= John Young Stone =

American politician (1843–1928)

John Young Stone (23 April 1843 – 26 June 1928) was an American politician.

==Early life and family==
John Young Stone was born near Springfield, Illinois, on 23 April 1843. He was one of three children of parents Mary Ellen McLemore and William Langford Stone. The Stone family moved to Silver Creek Township, Mills County, Iowa, after his mother's death in February 1856, following his grandfather, Spencer Stone, who had acquired land in the township three years previously.

==Non-political career==
Stone served in the American Civil War with the Union Army from 1861. He was elevated to the rank of first lieutenant by the end of the conflict, after which he became a newspaper publisher.
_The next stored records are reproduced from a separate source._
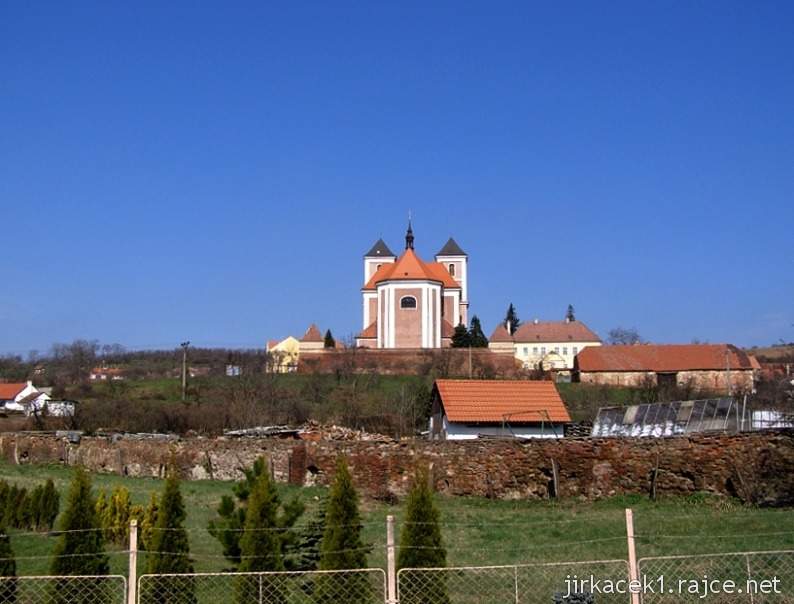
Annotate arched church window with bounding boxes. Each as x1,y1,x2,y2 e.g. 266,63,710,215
448,263,455,276
400,296,417,309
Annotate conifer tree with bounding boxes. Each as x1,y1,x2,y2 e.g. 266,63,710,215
40,479,60,531
29,485,43,530
0,525,16,603
397,468,449,604
50,468,108,604
468,316,489,348
208,457,303,568
140,492,159,551
291,496,326,571
450,324,470,348
324,330,336,349
236,471,284,603
315,458,370,604
145,473,196,604
503,303,521,334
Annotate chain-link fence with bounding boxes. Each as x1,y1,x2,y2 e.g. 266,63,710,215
0,574,127,604
638,550,794,604
137,568,387,604
398,559,631,604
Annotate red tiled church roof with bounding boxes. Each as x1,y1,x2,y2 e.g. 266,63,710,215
300,324,324,342
490,321,601,343
363,249,459,290
358,321,377,339
435,379,570,423
577,344,760,372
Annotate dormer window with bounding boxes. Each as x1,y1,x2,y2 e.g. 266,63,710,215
400,296,417,309
448,263,455,276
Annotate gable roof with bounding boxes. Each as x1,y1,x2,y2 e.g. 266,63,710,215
435,379,570,423
300,324,324,343
490,320,601,343
577,344,760,372
0,383,29,400
436,237,467,257
363,248,460,290
364,238,396,258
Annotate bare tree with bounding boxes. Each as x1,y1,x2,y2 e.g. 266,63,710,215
606,327,644,345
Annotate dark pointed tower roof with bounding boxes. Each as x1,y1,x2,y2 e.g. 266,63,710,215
405,219,415,250
364,238,396,258
436,237,467,256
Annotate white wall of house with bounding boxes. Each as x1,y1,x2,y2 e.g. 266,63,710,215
432,415,564,440
513,340,602,370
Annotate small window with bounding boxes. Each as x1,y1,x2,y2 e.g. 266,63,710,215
532,347,538,355
400,296,417,309
554,346,560,353
376,264,382,271
563,347,568,355
448,263,455,276
523,347,528,356
541,347,546,355
573,346,578,355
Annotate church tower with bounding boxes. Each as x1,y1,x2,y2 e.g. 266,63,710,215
435,238,469,326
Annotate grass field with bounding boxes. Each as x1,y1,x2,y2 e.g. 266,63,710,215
1,461,792,577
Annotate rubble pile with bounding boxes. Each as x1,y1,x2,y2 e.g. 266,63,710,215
224,421,392,442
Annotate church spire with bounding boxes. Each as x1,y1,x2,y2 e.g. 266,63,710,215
405,215,414,250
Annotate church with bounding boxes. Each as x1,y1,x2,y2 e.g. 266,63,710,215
356,223,469,348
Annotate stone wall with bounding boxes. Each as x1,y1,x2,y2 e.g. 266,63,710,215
579,369,755,391
1,431,792,506
299,348,519,376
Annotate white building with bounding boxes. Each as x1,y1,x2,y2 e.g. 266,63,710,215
429,379,570,440
0,381,75,417
489,317,602,372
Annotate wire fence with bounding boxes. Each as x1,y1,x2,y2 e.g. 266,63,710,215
398,559,630,604
0,574,127,604
638,550,794,604
137,568,386,604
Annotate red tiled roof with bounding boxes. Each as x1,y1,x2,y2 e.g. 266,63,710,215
363,249,460,290
0,383,28,399
435,379,570,423
358,321,377,339
490,321,601,343
577,344,760,372
266,339,280,350
300,324,324,342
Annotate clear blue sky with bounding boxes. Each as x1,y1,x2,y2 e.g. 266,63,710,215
2,2,793,355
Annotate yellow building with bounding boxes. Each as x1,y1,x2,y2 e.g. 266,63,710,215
265,336,300,373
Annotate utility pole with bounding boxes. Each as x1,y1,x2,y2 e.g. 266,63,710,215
180,341,190,401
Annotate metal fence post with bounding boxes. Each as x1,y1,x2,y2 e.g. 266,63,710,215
128,518,138,604
625,509,640,604
387,514,397,603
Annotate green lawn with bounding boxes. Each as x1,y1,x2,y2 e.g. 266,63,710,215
1,461,792,577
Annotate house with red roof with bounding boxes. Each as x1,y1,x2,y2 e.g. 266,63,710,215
356,222,468,348
575,344,760,392
429,379,570,440
490,313,602,372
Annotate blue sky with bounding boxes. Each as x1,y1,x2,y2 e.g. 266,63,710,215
2,2,793,355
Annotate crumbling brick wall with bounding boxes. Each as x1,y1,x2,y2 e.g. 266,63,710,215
0,430,791,505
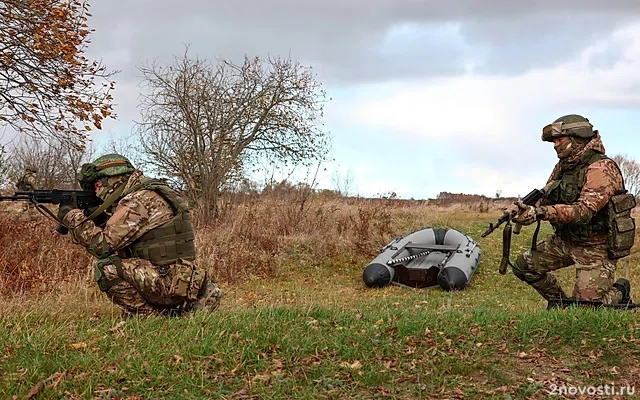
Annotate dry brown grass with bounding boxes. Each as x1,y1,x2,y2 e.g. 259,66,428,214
0,209,92,296
1,192,637,298
0,191,404,295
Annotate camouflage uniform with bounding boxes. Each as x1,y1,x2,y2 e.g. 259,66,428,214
16,167,37,213
510,115,635,304
16,168,37,191
61,155,222,317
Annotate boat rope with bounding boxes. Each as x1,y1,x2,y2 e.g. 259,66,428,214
387,250,431,266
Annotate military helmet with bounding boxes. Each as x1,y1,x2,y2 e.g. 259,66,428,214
92,153,135,177
542,114,595,142
78,153,135,190
25,165,38,173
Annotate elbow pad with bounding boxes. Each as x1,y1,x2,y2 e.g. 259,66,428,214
87,235,114,259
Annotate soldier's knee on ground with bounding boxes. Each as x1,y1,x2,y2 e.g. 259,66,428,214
95,263,125,292
511,254,543,283
99,271,158,316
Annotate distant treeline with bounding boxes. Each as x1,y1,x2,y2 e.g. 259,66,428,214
431,192,518,205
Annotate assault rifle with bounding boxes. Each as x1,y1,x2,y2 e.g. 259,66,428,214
0,189,105,234
547,297,638,310
481,188,546,275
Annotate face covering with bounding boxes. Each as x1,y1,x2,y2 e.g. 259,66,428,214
96,176,125,201
554,138,573,159
555,136,590,160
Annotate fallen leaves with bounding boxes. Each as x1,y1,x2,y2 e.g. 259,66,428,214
339,360,362,370
68,341,87,351
25,370,67,399
109,320,126,333
67,334,105,352
25,381,43,399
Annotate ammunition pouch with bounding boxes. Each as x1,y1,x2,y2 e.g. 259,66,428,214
169,259,205,301
606,193,636,259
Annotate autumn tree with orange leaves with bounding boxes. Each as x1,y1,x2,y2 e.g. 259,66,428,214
0,0,116,150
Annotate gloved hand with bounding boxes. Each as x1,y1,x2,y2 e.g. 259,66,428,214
502,203,520,217
56,204,75,235
502,199,529,217
57,193,78,223
57,204,75,223
511,206,537,225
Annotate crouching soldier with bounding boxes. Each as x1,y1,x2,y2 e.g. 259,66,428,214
57,153,222,317
16,165,38,191
16,165,38,215
507,114,636,306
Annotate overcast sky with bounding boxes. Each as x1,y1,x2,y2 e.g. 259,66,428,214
83,0,640,199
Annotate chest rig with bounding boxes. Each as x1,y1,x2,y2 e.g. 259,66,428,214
119,177,197,266
545,150,635,258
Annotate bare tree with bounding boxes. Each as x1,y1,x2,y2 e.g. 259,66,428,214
4,136,93,189
98,134,147,171
0,144,8,188
612,154,640,198
135,48,331,219
331,168,355,197
0,0,117,149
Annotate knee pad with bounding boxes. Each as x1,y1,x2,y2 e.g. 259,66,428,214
511,255,529,277
94,258,124,292
512,254,544,283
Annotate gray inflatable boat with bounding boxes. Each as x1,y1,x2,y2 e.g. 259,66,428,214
362,227,481,291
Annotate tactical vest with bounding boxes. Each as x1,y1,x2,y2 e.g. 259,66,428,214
118,177,197,266
545,150,636,258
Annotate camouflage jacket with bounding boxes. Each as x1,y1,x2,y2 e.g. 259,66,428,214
63,170,175,259
541,132,624,230
16,172,36,191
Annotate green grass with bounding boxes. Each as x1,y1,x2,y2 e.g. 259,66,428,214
2,211,640,399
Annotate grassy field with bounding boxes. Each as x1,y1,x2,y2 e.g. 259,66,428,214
1,199,640,399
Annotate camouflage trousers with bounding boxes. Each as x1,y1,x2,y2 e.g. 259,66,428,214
96,257,223,317
511,234,622,303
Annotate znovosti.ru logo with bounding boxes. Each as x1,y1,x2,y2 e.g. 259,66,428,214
549,384,635,397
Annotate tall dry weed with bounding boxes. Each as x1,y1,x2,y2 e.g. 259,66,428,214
6,191,634,297
1,190,405,295
0,211,92,296
193,191,399,283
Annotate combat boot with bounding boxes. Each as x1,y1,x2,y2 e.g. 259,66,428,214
546,296,575,310
613,278,632,304
191,276,223,313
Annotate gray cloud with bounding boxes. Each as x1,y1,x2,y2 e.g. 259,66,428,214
461,13,633,75
85,0,640,87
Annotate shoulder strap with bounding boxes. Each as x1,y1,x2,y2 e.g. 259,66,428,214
68,184,127,229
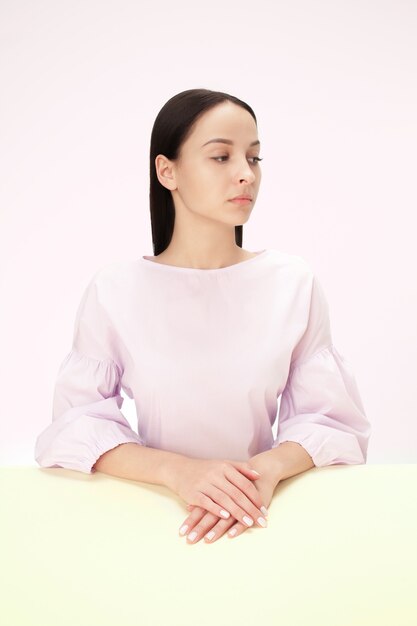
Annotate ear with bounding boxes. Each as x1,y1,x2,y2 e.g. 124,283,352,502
155,154,177,191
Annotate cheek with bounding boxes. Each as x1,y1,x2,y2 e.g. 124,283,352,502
183,165,213,194
193,170,225,202
179,163,229,210
176,171,203,205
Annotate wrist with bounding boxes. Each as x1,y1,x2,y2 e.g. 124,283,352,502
160,451,191,492
258,442,315,484
249,450,284,487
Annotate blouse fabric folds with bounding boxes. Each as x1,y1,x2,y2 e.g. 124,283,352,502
34,249,371,474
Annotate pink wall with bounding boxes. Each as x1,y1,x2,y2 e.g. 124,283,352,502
1,0,416,465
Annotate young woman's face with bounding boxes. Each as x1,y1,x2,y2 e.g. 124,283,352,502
168,102,262,226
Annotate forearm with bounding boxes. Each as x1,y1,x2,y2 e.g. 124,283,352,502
92,442,189,489
251,441,315,487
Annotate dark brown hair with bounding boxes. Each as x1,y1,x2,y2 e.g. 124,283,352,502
148,88,258,255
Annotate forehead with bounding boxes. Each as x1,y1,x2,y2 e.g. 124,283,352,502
189,102,258,145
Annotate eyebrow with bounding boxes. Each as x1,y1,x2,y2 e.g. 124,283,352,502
202,138,261,148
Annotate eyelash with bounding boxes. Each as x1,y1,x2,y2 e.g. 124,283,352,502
212,156,263,164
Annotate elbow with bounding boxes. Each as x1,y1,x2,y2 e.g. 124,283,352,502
34,439,95,475
313,430,370,467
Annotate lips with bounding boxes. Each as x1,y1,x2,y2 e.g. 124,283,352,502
231,195,252,201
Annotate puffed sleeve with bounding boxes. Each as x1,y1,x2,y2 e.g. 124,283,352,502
272,271,371,466
34,271,145,474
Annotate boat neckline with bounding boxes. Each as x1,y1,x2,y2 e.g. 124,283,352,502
139,249,269,273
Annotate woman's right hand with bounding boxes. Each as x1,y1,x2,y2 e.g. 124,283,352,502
171,458,269,529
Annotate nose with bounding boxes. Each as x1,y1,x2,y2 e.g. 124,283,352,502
236,160,256,184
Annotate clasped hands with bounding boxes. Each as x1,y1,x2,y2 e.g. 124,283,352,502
174,450,281,545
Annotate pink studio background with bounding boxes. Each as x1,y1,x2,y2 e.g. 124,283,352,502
0,1,416,466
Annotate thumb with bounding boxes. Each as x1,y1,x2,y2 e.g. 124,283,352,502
232,461,261,479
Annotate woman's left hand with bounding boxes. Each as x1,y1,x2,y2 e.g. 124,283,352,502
178,470,278,544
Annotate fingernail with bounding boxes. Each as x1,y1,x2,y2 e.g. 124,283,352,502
179,524,188,536
220,509,230,519
188,531,197,542
205,530,215,541
257,516,268,528
251,470,260,476
243,515,253,527
228,528,237,537
261,506,269,516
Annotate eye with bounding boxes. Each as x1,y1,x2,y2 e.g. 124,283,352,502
212,156,263,164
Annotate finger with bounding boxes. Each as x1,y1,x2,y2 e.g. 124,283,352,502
229,461,261,480
204,516,244,543
227,521,248,539
187,472,265,523
178,506,207,537
186,470,262,516
224,467,269,515
185,510,222,544
205,483,268,530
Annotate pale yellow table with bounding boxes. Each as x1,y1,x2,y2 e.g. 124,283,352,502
1,464,416,626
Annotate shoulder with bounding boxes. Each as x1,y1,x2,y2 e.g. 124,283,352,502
87,259,137,286
81,259,138,306
268,251,329,311
266,248,315,281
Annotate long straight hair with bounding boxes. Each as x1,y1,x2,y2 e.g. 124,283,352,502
148,88,258,256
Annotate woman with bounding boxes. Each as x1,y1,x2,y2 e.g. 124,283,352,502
34,88,371,545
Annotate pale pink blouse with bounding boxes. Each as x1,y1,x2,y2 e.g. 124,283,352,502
34,249,371,474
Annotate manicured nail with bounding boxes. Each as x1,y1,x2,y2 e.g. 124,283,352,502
261,506,269,516
243,515,253,527
220,509,230,519
228,528,237,537
188,531,197,542
205,530,215,541
179,524,188,536
251,470,260,476
257,517,267,527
He was part-owner of the Glenwood Opinion alongside P. T. Ballard, and also edited the publication for two years, starting at the age of 22. Stone pursued a career in law as well, practicing alongside William Hale, with whom he had read law until passing the bar in 1868. From 1884, Stone began planting an apple orchard in Mills County. His land holdings later included a vineyard, and by 1892, numbered 800 acres, 100,000 trees and 75,000 grapevines. This venture ended after blight and a cold winter heavily affected yield.

==Political career==
Politically, Stone was affiliated with the Republican Party. He served two consecutive terms as a member of the Iowa House of Representatives from 1868 to 1872, two years each for District 16 and District 17. Stone was then elected to a single four-year term on the Iowa Senate for District 9. Between 1876 and 1880, Stone returned to the lower house of the state legislature, representing District 18 until 1878, when he assumed the District 20 seat. From 1876 to 1878, Stone was speaker of the house. Concurrently with his second stint as a state representative, Stone served as a member of the Republican National Committee. He was a delegate to two Republican National Conventions, in 1876 and 1884. Stone again held statewide office between 1889 and 1895, serving as Attorney General of Iowa.

==Death==
On 26 June 1928, Stone died in Glenwood, Iowa.